Wie ist eure Meinung? Spielt ihr Einzelspieler-Spiele lieber auf dem PC oder auf eurer Konsole?


----------



## bofferbrauer (26. Oktober 2013)

Da ich hauptsächlich Strategiespiele und Oldschool RPGs zocke die von der Steuerung her generell sehr Mauslastig sind, hauptsächlich PC.

Typische PC-Spiele spiele ich eh nicht auf meiner Konsole; hier zocke ich Spiele die es auf dem PC eben nicht gibt. Dies ist auch der Grund weshalb mich PS und XBOX überhaupt nicht interessieren: Das Lineup ist fast identisch mit dem des PC, und deren wenigen Exklusivtitel interessieren mich bisher nicht. Nintendo dagegen hat komplett andere Spiele im Sortiment, weshalb deren Konsolen für mich viel Interessanter sind als die der Konkurrenz.


----------



## Haspu (26. Oktober 2013)

Ich spiele am liebsten am PC. Ich habe hier einen schönen Chefsessel stehen und meine Füße lege ich dann auf die Druckerablage unterhalb meines Schreibtisches ab. Also bequem ist es schon.
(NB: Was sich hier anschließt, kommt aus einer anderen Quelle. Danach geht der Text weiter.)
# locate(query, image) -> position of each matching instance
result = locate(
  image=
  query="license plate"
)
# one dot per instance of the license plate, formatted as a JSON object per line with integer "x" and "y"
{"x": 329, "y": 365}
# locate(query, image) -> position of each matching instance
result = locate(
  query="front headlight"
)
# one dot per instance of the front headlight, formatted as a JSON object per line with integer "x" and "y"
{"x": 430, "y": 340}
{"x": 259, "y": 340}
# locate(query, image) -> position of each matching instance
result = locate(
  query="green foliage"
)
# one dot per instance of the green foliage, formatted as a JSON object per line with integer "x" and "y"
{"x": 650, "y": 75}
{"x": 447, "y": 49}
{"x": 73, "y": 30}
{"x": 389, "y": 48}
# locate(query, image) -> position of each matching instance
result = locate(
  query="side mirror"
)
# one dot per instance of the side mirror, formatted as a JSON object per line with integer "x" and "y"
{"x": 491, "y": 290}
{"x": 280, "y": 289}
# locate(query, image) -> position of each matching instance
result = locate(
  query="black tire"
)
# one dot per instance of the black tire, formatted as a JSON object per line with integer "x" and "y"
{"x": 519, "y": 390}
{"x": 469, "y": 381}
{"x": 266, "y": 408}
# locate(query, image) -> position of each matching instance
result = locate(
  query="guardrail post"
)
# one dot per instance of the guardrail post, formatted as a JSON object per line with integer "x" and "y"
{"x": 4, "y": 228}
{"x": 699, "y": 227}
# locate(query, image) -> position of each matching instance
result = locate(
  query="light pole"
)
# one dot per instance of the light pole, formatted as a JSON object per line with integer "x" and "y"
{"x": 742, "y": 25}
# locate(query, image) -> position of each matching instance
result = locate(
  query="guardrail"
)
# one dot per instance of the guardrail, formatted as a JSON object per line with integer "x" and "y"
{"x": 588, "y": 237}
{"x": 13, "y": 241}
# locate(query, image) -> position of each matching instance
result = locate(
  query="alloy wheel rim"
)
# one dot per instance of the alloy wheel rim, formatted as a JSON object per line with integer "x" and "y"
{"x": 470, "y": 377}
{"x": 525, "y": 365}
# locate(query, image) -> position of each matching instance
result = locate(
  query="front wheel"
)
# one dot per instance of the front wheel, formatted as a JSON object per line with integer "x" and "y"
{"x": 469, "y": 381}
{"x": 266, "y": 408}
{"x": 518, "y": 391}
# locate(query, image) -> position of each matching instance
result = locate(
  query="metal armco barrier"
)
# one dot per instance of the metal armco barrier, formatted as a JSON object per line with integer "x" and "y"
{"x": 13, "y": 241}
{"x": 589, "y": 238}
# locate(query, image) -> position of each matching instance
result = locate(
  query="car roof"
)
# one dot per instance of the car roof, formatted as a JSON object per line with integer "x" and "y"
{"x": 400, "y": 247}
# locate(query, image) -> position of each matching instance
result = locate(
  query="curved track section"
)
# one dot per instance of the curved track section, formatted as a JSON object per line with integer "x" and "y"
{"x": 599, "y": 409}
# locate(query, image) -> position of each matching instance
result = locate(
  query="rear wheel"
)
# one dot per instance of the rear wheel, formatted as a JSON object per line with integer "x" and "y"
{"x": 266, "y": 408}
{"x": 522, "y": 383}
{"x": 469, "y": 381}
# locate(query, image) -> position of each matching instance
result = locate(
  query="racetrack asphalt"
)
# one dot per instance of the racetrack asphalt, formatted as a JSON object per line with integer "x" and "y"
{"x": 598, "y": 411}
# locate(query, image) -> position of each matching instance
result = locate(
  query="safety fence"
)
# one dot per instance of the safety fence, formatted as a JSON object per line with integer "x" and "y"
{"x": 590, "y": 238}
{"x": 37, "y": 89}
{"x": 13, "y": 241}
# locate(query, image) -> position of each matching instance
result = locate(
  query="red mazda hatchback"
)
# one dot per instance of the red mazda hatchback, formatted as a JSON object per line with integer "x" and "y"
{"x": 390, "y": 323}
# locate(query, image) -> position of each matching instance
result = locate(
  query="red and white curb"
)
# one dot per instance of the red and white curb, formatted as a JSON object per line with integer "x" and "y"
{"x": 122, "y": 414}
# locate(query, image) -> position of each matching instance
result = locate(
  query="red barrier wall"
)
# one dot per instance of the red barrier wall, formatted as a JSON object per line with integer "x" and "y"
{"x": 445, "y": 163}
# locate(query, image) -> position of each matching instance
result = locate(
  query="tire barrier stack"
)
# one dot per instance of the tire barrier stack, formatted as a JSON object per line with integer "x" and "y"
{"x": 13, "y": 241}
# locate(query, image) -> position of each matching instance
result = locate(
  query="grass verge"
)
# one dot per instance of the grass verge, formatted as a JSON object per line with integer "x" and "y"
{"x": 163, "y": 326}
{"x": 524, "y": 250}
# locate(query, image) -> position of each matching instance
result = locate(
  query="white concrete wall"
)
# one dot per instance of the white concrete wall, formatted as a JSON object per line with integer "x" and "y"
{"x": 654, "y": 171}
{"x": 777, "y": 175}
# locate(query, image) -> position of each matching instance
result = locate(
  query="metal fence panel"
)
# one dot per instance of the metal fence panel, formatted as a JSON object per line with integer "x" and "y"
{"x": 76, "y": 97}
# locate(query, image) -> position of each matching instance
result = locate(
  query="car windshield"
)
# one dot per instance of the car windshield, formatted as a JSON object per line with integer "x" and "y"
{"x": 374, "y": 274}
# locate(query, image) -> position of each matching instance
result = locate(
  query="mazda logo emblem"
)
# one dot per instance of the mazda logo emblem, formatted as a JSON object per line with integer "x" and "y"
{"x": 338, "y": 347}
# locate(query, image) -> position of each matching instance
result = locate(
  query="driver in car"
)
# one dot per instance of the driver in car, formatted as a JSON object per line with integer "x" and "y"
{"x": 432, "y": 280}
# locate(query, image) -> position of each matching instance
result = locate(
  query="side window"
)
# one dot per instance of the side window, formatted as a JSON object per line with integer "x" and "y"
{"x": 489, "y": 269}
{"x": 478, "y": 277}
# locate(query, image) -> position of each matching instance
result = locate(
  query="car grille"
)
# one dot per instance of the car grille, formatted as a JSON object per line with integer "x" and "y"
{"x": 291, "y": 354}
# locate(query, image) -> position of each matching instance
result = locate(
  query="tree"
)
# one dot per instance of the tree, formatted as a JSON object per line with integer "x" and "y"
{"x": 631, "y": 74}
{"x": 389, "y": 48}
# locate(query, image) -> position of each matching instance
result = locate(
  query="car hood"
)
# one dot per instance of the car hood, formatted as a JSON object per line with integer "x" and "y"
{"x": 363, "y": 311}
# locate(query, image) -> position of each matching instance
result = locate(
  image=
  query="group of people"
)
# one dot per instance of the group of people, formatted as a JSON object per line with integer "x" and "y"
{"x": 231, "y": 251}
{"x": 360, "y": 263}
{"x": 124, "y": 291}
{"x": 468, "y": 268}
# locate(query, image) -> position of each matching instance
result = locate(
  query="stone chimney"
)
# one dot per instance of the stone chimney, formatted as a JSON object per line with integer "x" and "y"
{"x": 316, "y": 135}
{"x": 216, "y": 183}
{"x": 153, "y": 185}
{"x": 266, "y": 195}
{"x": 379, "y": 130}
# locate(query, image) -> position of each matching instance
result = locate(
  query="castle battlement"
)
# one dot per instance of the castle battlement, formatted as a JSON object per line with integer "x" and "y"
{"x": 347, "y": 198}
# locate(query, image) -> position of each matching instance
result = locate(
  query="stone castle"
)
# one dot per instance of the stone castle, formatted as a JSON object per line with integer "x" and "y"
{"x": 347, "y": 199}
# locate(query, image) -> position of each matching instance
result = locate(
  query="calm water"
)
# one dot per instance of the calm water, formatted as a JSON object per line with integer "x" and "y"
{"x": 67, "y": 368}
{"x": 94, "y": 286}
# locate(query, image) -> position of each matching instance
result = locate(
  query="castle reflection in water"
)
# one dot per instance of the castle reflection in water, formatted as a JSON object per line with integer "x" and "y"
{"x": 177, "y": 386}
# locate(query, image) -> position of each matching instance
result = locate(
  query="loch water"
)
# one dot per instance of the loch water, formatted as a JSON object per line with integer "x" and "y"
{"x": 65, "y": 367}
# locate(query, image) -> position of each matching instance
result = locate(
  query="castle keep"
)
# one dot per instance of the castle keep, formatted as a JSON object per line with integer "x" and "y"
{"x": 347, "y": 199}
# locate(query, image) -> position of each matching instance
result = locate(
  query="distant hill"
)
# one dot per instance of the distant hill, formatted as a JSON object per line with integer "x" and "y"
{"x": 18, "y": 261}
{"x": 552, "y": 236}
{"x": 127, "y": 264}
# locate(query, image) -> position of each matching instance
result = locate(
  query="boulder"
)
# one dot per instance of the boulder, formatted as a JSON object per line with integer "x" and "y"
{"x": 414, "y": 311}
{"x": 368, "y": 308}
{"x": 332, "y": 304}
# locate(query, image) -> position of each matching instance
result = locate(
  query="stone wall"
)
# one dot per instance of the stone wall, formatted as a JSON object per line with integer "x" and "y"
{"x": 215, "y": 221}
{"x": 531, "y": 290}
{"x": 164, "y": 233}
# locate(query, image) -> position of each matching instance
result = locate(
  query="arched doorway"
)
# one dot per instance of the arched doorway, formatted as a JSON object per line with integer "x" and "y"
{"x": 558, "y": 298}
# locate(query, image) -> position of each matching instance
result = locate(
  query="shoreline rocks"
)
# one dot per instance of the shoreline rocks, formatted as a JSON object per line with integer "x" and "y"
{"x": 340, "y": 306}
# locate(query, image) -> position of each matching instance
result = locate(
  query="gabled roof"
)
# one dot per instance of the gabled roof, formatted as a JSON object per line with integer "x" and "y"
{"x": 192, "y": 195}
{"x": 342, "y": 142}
Deweiteren spiele ich auch meist Strategie und RPG. Wenn ich dann mal ab und zu ein Shooter spiele dann auch auf dem PC weil ich mit der Konsolensteuerung für einen Shooter nicht wirklich zurechtkomme.


----------



## Noctai (26. Oktober 2013)

Ich habe die Qual der Wahl. Das heißt ich bin im Besitz der 3 "Lead Plattformen" auf dem Markt. Demnach wären das die Playstation 3, XBox360 und natürlich der PC. Wobei ich jetzt hier die PS/XBox mal als eine Konsole zähle. So manches mal fällt es mir schon Schwer, mich zu entscheiden. Was ich wo Spiele. Bis jetzt habe ich alles mehr oder weniger querbeet gezockt. Was zum teil auch am misch masch meines Freundeskreises liegt  Nichts desto trotz bevorzuge ich bei Shootern, wie wahrscheinlich fast jeder hier den PC. 
Der Rest ist wie gesagt, eher querbeet. Bisher Spiele wie Fallout3 oder Assassin's creed auf der Konsole, dafür Spiele wie Tomb Raider, XCOM oder Mass Effect auf PC, sind nur Beispiele. Wie man sieht wirklich durcheinander   Daher ist es manchmal nicht so easy sich zu entscheiden, für welche Plattform ich mir den nächsten "Top Titel" gönne.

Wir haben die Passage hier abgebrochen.